6. Über die Verzagtheit
Kapitel 13
Die Verzagtheit ist eine Erschöpfung der Seele. Eine erschöpfte Seele hat aber nicht das, was für sie natürlich ist und verträgt die Versuchungen nicht tapfer. Was Nahrung für einen gesunden Leib ist, sind Versuchungen für eine tapfere Seele, sie stärken ihre Festigkeit. Eine wasserlose Wolke wird vom Wind weggeweht (vgl. Jud 1, 12), und ein geduldloser Verstand vom Geist der Verzagtheit. Wie der Frühlingstau der Feldfrucht zum Wachstum verhilft, so hebt ein geistliches Wort den Zustand der Seele empor. Der Geist der Verzagtheit treibt den Mönch aus seinem Haus hinaus, wer aber die Geduld hat, wird immer in Schweigen verweilen. Der Verzagte stellt den Krankenbesuch als Vorwand um rauszugehen, in Wirklichkeit will er sein Vorhaben befriedigen. Ein Mönch im Verzagen ist schnell zu Diensten, und stellt die Befriedigung sich selbst zum Gebot. Ein leichter Wind neigt eine schwache Pflanze, und der Gedanke über Reisen zieht den Verzagten mit sich. Wie ein Baum, der starke Wurzeln gefasst hat, nicht durch den Wind geneigt wird, so wird auch das Verzagen nicht eine stark gewordene Seele neigen. Eine Pflanze, die von Ort zu Ort verpflanzt wird, bringt keine Frucht, und ein umherschweifender Mönch bringt keine Frucht der Tugend. Der Kranke gibt sich nicht mit einer Speise zufrieden, und der verzagte Mönch – nicht mit einer Beschäftigung. Dem Lüsternen reicht nicht eine Frau, und dem verzagten Mönch nicht eine Klausur.
Kapitel 14
Die Augen des Verzagten sind ständig auf die Tür gerichtet, und in seinen Gedanken träumt er von Besuchern. Knarrt die Tür – springt er hoch; glaubt er eine Stimme gehört zu haben – schaut er aus dem Fenster hinaus. Wer der Verzagtheit anheimgefallen ist, gähnt oft beim Lesen und wird bald müde. Er reibt sein Gesicht, streckt die Arme, wendet die Augen vom Buch ab und schaut angespannt auf die Wand. Wenn er seine Aufmerksamkeit wieder auf das Buch richtet, liest er ein wenig, wendet die Seiten, betrachtet neugierig die Wortenden, zählt die Seiten, und zum Schluss faltet er das Buch zusammen, legt es unter seinen Kopf und schläft mit einem nicht all zu tiefen Schlaf ein, denn der Hunger bringt schon seine Seele auf und zwingt ihn, sich um sich selbst zu sorgen.

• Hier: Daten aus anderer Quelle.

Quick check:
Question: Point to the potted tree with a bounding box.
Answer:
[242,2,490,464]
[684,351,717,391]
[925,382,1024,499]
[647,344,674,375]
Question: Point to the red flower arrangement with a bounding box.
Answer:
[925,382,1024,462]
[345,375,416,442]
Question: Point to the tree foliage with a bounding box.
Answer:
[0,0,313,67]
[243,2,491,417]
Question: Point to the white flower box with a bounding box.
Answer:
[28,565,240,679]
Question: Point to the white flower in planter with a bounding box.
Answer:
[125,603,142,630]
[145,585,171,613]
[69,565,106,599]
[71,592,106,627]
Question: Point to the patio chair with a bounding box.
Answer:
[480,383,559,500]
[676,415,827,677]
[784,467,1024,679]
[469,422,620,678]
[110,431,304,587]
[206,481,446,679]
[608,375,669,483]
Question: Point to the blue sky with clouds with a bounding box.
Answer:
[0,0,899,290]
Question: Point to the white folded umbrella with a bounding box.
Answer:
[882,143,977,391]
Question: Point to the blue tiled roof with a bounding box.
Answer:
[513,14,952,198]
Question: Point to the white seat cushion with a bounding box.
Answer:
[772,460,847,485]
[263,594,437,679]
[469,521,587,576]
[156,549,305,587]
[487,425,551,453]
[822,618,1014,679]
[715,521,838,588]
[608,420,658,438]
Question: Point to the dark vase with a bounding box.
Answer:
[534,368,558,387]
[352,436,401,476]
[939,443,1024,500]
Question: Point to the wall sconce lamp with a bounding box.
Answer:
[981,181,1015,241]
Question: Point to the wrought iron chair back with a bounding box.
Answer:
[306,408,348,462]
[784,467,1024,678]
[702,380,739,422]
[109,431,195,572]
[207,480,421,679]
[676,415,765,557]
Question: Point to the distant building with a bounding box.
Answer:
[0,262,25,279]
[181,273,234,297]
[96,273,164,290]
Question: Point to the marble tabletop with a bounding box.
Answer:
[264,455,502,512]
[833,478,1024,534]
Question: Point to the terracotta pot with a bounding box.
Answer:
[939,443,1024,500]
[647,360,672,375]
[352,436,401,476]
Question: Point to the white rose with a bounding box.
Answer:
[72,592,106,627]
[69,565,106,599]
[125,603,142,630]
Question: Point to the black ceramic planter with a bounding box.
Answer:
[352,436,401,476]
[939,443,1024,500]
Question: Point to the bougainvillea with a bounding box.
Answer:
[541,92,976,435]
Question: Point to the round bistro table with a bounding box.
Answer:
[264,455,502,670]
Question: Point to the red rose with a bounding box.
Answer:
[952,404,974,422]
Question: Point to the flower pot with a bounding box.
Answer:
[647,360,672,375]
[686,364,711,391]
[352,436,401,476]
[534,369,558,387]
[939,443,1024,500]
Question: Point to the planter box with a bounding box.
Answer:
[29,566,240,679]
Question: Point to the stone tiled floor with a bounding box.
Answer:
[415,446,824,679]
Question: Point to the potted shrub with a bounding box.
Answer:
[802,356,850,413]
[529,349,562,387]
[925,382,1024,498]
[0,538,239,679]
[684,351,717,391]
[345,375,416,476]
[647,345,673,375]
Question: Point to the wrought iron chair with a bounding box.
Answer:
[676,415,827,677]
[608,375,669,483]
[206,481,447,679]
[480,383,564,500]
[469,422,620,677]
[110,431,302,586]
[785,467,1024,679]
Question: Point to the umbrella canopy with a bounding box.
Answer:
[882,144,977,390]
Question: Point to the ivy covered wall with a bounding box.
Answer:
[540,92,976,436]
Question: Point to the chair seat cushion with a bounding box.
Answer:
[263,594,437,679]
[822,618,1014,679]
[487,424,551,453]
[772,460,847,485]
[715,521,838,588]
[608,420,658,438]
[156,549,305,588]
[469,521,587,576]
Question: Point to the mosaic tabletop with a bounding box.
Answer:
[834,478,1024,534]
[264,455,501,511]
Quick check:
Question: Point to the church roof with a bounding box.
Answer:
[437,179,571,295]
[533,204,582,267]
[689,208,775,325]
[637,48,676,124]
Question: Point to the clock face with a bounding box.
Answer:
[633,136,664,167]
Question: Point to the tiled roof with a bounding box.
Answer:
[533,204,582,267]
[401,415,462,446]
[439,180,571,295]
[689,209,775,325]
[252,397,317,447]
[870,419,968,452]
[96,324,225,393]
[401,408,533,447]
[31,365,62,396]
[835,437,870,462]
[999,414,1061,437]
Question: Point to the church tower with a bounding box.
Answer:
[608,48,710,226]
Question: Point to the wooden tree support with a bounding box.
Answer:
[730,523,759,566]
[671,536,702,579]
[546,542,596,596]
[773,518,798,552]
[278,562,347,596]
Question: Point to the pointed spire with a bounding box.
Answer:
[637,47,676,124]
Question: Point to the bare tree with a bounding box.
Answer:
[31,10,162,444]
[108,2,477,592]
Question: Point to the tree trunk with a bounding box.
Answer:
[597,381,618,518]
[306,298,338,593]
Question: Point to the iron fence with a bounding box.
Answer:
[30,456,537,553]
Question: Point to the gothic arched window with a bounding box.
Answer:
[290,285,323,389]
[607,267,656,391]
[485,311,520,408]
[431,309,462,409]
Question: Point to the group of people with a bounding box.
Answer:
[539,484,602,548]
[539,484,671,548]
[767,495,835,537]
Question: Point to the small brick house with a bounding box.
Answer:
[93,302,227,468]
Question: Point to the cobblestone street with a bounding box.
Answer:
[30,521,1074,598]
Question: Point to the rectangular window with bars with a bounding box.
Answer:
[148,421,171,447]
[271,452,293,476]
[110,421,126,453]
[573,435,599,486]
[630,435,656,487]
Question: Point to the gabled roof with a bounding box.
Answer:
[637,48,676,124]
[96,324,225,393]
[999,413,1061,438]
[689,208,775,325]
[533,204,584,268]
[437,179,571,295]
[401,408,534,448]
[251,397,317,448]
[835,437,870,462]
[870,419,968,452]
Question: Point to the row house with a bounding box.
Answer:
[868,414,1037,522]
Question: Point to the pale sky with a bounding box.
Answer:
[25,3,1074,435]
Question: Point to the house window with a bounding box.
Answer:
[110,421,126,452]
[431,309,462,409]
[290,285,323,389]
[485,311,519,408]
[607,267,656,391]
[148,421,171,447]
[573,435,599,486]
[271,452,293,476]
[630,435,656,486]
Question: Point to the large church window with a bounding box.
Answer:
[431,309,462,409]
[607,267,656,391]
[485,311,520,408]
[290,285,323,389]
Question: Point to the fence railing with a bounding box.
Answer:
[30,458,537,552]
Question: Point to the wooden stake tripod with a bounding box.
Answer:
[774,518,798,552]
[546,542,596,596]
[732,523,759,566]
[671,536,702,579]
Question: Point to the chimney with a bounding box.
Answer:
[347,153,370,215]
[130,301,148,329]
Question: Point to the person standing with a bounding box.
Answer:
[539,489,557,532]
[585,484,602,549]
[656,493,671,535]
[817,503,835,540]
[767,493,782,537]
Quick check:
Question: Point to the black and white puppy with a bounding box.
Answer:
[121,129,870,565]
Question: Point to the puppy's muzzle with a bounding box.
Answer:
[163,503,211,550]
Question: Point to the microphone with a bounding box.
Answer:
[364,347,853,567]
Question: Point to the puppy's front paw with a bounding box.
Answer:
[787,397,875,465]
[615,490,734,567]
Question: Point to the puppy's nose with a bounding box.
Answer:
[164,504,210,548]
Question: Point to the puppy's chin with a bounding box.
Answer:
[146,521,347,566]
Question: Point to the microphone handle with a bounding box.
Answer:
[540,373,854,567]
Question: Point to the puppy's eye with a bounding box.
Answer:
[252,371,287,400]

Der verzagte Mönch ist faul zum Gebet und spricht manchmal die Gebete nicht aus. Wie ein Kranker nicht mit schwerer Arbeit fertig wird, so wird auch ein Verzagter nicht ein gottgefälliges Werk fleißig verrichten: entweder sind seine körperlichen Kräfte geschwächt, oder die seelischen. Die Verzagtheit wird mit Beständigkeit geheilt, mit der Verrichtung eines jeden Werkes mit aller Aufmerksamkeit und Gottesfurcht. Finde bei jedem Werk dein Maß und lass nicht eher von diesem ab, bis du vollendet hast, was du dir vorgenommen. Bete ebenfalls mit Verstand und inständig, und der Geist der Verzagtheit wird vor dir fliehen.